Essay
Osaka at Ground Level
A city read from the pavement up, where the light is only the last thing you notice
The Dotonbori canal runs through the middle of Osaka like a seam somebody forgot to close, and the signs along both banks hang so low you could knock your head on the cheaper ones. From the water the lanes fork off inland, and the further in you walk the narrower they get, until narrow turns into shoulder-to-shoulder and you are moving at the pace of the man in front of you whether you like it or not. There is no square, no obvious centre to make for. The city is just water, bridges, arcades and back alleys biting into one another, and whichever lane you take is the version of Osaka you get first — the noise and the smell and the shuffle before anything you could put on a map.

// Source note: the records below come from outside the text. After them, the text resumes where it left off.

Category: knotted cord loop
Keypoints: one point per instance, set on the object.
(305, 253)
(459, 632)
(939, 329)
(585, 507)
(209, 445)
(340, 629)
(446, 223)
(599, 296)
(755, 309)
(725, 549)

The bright part is not all of it. Walk out to the castle and the stone ramparts and the moat pull the whole thing down into a slower gear. Up close the great blocks of the walls throw a lot of shadow, and past them the wind off the water carries less shouting than the arcades do. It is not solemn, exactly; it is only quieter, the way a big empty room is quieter. Then you leave the castle grounds and the streets heat up again, and Dotonbori hands you back the neon, the shopfronts of Shinsaibashi and the rows of takoyaki and okonomiyaki coming off the griddles, and the city drops you back into its familiar racket without apology.
I ate a skewer of something fried standing up at a counter the width of a coffin, and by the time the heat had left my fingers the laughter I could hear was already coming from a different alley. That is the trick of the place. You do not sit down to Osaka; you eat it upright, in passing, off an iron plate a cook has been scraping since before you were born. The griddle noise, the smell of the sauce, the just-right crush of bodies in a shop the size of a garden shed — none of it is trying to be refined. It has simply been done for a long time and is still being done well, which is a rarer thing.
By evening the best way to read the city is to stop reading it as a list. See the walls and the water by day, walk back into the arcades at dusk, and after dark hand yourself over to the food and the wind coming off the canal. The neon stays lit; a few people stop on the bridges to look at the water for no particular reason, and I found I had joined them. You come to pass through and end up standing on a bridge longer than you meant to, having quietly mislaid whatever it was you had been in a hurry about.
I had come to Osaka to change trains, and I stayed two days without ever deciding to.